Don Johnson, the 80s television and movie star, was once interviewed by a Michigan radio talk show. In that interview, he said, "I can do whatever I want — I'm rich, I'm famous, and I'm bigger than you.” There are people who think they are bigger than you, and there are people who are involved in something bigger than themselves. I want to be the latter kind of person, and I want to be around those people.

Part of why I've always loved the book of Acts in the New Testament is because it’s the story of people getting caught up in something bigger than themselves. Something bigger than any of us.

The followers of Jesus Christ are countless, but he never started an organization1. No one knew more, but he never wrote down his thoughts. No person experienced more pain, but he never inked a memoir of how it all felt.

Jesus didn’t leave behind what most anyone else might have: No popular song to sing or epic poem to recite. You can’t find any monuments to visit or rules to memorize. No buildings, no books, no big company.

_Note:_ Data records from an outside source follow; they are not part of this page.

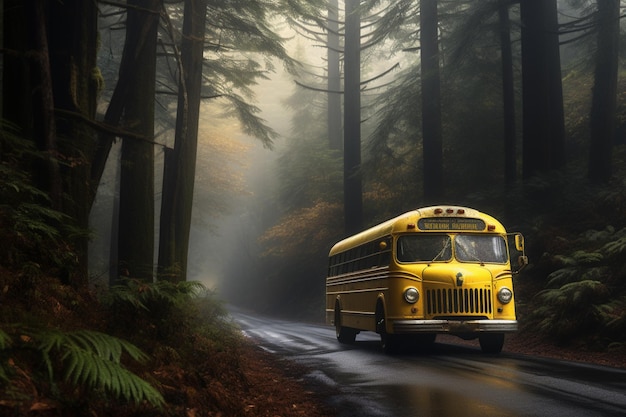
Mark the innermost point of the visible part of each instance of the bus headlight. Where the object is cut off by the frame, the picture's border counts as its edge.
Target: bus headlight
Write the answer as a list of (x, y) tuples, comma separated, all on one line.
[(505, 295), (411, 295)]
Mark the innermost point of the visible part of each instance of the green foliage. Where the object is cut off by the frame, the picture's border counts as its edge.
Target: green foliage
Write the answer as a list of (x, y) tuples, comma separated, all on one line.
[(571, 311), (88, 361), (33, 233)]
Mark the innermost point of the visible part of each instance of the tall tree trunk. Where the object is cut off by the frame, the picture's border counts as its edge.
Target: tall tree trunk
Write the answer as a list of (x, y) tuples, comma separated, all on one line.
[(543, 119), (431, 102), (44, 132), (334, 77), (352, 182), (604, 100), (73, 40), (508, 95), (15, 68), (180, 163), (136, 208)]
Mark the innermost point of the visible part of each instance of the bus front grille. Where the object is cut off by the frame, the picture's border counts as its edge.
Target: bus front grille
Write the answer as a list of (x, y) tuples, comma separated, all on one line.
[(458, 301)]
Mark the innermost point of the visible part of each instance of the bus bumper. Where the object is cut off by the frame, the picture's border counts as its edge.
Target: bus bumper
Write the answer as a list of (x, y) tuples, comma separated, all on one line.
[(454, 326)]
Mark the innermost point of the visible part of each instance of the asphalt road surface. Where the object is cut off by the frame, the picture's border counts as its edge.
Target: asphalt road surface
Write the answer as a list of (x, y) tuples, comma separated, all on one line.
[(445, 381)]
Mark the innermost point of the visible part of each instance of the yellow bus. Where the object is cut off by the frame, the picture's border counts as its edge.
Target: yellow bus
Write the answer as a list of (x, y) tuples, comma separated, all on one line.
[(434, 270)]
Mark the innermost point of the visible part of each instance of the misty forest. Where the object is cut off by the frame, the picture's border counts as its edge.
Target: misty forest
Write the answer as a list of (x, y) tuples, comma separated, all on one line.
[(162, 160)]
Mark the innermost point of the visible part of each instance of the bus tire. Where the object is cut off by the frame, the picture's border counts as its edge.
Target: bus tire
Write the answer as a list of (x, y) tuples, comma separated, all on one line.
[(345, 335), (388, 342), (491, 342)]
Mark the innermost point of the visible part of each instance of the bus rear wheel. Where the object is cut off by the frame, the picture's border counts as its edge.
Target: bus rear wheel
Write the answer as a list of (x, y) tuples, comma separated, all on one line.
[(344, 334), (491, 342)]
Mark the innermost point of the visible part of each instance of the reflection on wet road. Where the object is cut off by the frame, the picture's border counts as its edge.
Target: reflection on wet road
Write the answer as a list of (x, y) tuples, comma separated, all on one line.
[(445, 381)]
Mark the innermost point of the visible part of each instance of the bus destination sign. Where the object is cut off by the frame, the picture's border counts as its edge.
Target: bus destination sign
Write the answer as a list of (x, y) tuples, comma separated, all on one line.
[(450, 223)]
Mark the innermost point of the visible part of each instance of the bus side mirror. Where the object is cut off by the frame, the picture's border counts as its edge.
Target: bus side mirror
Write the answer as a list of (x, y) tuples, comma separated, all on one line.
[(522, 261)]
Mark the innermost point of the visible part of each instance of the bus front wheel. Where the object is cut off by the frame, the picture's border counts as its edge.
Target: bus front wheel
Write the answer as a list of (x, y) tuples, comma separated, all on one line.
[(491, 342), (388, 342), (344, 334)]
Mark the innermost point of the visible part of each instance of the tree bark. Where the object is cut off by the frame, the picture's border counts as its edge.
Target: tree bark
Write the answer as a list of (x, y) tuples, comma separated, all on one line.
[(508, 95), (542, 95), (334, 78), (431, 102), (136, 204), (180, 163), (604, 99), (352, 182), (73, 39)]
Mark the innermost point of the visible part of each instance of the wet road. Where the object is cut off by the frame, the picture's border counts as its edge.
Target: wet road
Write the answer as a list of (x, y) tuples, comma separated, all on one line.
[(446, 381)]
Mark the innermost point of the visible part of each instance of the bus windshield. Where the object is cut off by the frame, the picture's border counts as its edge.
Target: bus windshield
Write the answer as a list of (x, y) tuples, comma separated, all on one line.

There’s no high-rise headquarters to visit in New York or Tokyo.

Theologian Lesslie Newbigin echoes this thought, saying Jesus did not leave behind a book or a creed, a system of thought or philosophy, or an organization. So what was the legacy of Jesus Christ? What did he leave behind? There are two main answers.

Them

First, he left them. Jesus left fewer than a dozen of his closest disciples, along with a small core of other straggling followers, most of whose names we don’t know. That’s all he left behind: people. People who loved him and were ready to do what he asked. People who loved and supported one another. People who shared their stories and compiled their letters and accounts of what Jesus did (which became the New Testament). People ready to wait for the Holy Spirit he promised to send.

Our Lord must have thought people who loved God and loved each other were enough to change the world, because that’s the main thing he left behind: a community.